Trust in God’s plan for your life. Consider St. Thomas More’s famous quote: “Nothing can come but what God wills. And I am very sure that whatever that be, however, bad it may seem, it shall indeed be the best.” Remember to be grateful for your challenges, not just your blessings.

What will be inscribed on your gravestone? Do you want to be remembered as a senior executive OR a great husband, father, man of faith, community servant and someone who positively impacted the lives of everyone he met? We should never want our gravestone to read “He Had A Great Career”. Let this idea re-connect you to a deeper understanding of where your identity, value and self-worth truly reside.

Recognize all of this as a gift and be grateful. The last several months have been a gift to re-calibrate your life, strengthen your already impressive personal foundation and prepare for the next opportunity. Be grateful for this time and reflect on the lessons you have learned in the years ahead.

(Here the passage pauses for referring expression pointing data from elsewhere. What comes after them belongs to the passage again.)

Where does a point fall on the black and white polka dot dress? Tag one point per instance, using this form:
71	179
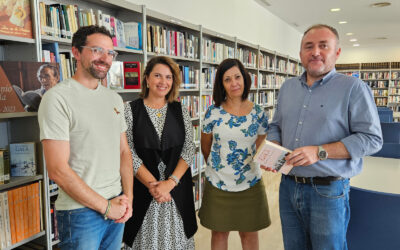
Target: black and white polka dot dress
162	226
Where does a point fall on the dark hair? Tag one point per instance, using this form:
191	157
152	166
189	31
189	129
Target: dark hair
80	36
173	66
321	26
56	72
219	93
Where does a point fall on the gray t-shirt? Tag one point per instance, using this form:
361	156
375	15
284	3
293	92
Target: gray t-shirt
92	121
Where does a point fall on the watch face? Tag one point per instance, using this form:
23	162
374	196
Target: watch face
322	154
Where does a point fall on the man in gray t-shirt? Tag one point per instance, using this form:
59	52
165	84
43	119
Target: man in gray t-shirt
82	129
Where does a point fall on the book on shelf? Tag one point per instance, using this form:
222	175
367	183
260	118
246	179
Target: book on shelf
22	84
115	76
273	156
15	18
23	159
132	75
4	166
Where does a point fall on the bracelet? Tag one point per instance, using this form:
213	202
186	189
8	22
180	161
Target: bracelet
175	179
107	210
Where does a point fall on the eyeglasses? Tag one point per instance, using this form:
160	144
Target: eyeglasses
98	51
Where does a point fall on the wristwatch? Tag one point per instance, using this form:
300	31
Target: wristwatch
322	154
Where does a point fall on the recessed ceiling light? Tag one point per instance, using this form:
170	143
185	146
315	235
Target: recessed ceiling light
381	4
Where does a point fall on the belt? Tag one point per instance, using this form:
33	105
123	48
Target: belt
315	180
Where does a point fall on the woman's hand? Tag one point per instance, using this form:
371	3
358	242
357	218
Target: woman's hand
160	190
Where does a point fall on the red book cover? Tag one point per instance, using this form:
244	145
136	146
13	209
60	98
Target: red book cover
15	18
132	75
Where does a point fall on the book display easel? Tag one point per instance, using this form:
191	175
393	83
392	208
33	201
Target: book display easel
140	34
384	80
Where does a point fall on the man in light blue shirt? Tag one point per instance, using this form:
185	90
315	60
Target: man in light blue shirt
330	121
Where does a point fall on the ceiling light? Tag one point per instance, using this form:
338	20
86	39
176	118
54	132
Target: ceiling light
381	4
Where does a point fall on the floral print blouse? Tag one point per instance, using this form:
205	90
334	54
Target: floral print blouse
230	165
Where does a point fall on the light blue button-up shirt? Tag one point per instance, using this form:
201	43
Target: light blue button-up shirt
335	108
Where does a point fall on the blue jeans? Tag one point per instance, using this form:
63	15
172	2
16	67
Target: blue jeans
86	229
314	216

Lean on friends. You have friends and relationships all over the country. Don’t be afraid to ask them for assistance with your search, just as you always help and serve them. Don’t let pride get in the way of activating a network of people who care for you and will do anything to help.

Design your ideal personal life before your career life and make sure the next role you choose conforms around the other more important priorities I shared earlier. Doing this will make you a better person, a better leader and even more successful at work. You are good at this now, but be even more intentional with your next job.

The bottom line is you are so much more than your old job. With God’s help, you have a built a values-based life filled with countless blessings. Every day that passes puts more distance between you and your old role. Savor this time, remember your identity and self-worth is not defined by the work you do and keep in mind that we should always be working to live and not living to work.